Nie, wysokość fajki ma tu niewiele do rzeczy. Mogłeś popełnić kilka błędów przy jej przygotowaniu lub masz fajkę, która po prostu ma taka "przypadłość". Zacznijmy od samej fajki, kiedy będzie sie z niej ciężko ciągnąc?
Na pewno gdy średnica rurki (łączącej cybuch z wodą) będzie zbyt mała, na pewno gdy wąż będzie miał kilka mm na wlocie, na pewno gdy w cybuchu sa np tylko 3 małe dziurki (takie cybuchy niestety też można kupić) - i tu pomoże tylko wymiana sprzętu.
Możliwe jednak, że z Twoją fajką wszystko w porządku tylko coś troszkę pomyliłeś podczas jej przygotowania do palenia. Co mogłeś zrobić źle?

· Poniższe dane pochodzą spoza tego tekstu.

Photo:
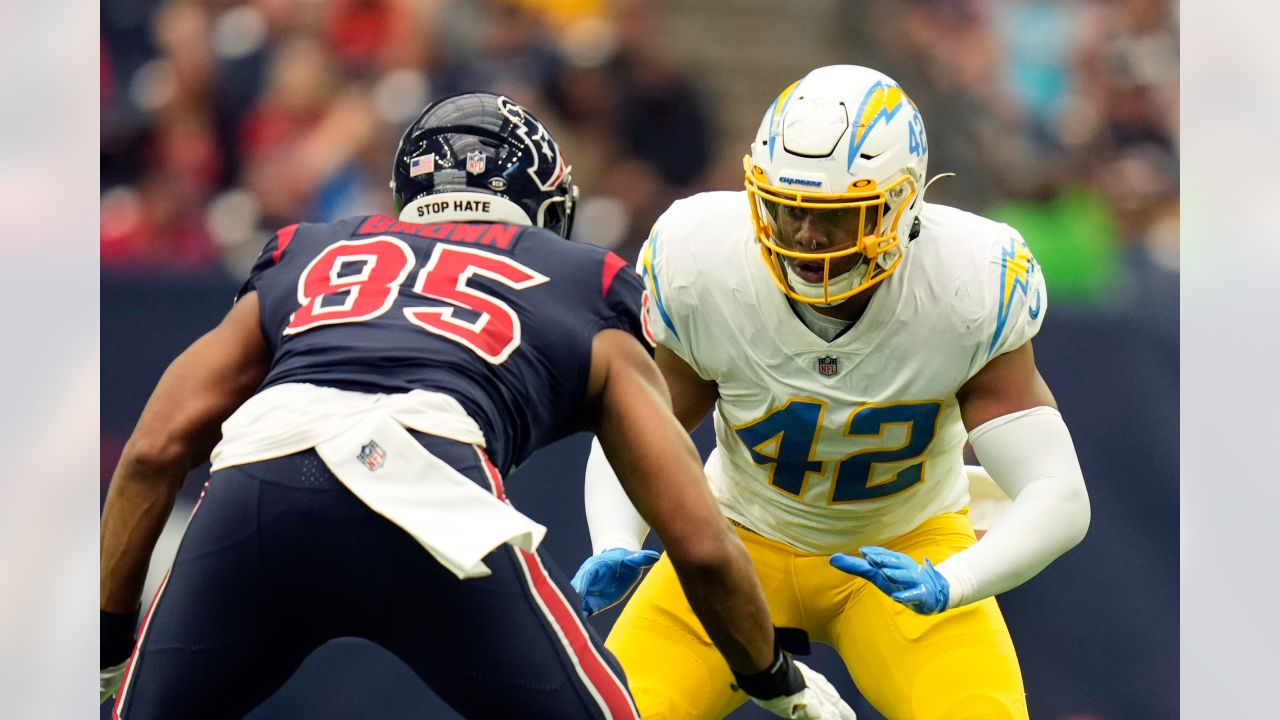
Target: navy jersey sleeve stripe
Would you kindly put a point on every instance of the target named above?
(283, 238)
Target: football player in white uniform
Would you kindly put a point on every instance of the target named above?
(851, 338)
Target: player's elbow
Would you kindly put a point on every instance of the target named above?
(1080, 514)
(1072, 504)
(155, 455)
(700, 554)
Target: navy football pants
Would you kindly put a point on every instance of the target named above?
(280, 557)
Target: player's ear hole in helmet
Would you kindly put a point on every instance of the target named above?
(488, 144)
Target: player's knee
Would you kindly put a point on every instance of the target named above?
(978, 706)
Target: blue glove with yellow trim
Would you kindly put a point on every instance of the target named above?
(919, 587)
(607, 577)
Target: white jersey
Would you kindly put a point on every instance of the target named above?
(830, 446)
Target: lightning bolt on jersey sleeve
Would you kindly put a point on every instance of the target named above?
(1019, 296)
(670, 273)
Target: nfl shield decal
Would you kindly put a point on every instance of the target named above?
(828, 365)
(373, 455)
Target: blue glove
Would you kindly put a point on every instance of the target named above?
(919, 587)
(606, 578)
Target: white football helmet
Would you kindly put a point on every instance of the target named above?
(836, 181)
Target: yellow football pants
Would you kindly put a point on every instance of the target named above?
(956, 665)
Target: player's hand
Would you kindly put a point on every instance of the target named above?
(606, 578)
(919, 587)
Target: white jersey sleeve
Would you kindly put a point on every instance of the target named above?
(1015, 294)
(672, 265)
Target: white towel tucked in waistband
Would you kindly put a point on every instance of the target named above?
(456, 520)
(295, 417)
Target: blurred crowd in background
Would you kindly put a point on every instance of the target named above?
(224, 119)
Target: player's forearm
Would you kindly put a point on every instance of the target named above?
(727, 600)
(137, 506)
(611, 518)
(1031, 456)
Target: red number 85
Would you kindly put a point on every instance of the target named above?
(385, 263)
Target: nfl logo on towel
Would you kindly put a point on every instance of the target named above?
(421, 165)
(373, 455)
(827, 365)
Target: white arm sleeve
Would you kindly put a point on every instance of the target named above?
(1031, 456)
(611, 518)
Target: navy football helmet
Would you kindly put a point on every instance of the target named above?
(480, 142)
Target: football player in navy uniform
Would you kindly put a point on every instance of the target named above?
(373, 382)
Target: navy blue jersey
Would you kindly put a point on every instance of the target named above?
(498, 317)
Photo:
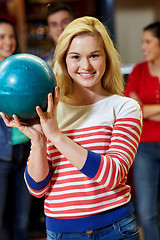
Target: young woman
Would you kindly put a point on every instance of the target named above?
(86, 141)
(14, 150)
(143, 84)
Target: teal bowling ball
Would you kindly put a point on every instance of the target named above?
(25, 81)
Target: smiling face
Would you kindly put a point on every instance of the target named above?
(150, 46)
(7, 41)
(86, 61)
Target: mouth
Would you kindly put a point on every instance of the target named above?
(86, 75)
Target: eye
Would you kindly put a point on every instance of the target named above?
(75, 57)
(94, 56)
(1, 36)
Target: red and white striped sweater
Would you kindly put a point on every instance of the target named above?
(111, 130)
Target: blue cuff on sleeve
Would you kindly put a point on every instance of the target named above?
(37, 185)
(92, 164)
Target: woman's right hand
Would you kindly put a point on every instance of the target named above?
(32, 128)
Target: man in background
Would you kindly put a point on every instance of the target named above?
(58, 17)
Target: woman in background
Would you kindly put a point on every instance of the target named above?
(15, 200)
(86, 141)
(143, 85)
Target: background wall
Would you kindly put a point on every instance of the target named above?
(130, 18)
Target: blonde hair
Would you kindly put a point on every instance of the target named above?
(112, 79)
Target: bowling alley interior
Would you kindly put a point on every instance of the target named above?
(124, 20)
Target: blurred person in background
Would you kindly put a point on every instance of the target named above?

1. zbyt mocno ubić tytoń - tytoń powinien być rozdrobiony i UŁOŻONY w cybuchu. Pod żadnym pozorem nie ubijaj tytoniu - to niezmiernie ważne.
2. sprawdź czy nie nalałeś za dużo wody - rurka powinna być zanurzona max 3 cm w wodzie.
3. Dwie - trzy dziurki w folii to czasem za mało....
Niedawno z siostrą paliłyśmy fajkę i właśnie jakoś ciężko nam to szło. Sprawdziłyśmy drożność węża, fajki i wszystko było w porządku. Potem sprawdziłyśmy cybuch (pierwszy raz w nim było palone gdyż dopiero co go kupiłam). Okazało się że z 5 dość sporych dziur na wylot przechodziły tylko trzy i do tego dość zwężone. Cybuszek trafił w ręce męża siostry i został poddany obróbce wiertłem. Potem paliło się już cudnie :)
Ja ostatnio z kumplem też mieliśmy podobną sytuacje. Palimy, palimy a tu nagle coś się ciężko wciąga. Dopiero pod koniec palenia sprawdziliśmy i było to spowodowane tytoniem. Nie wiem czemu jednak tytoń zapchał dziurki od cybucha przez co ledwie dało się wciągać dym.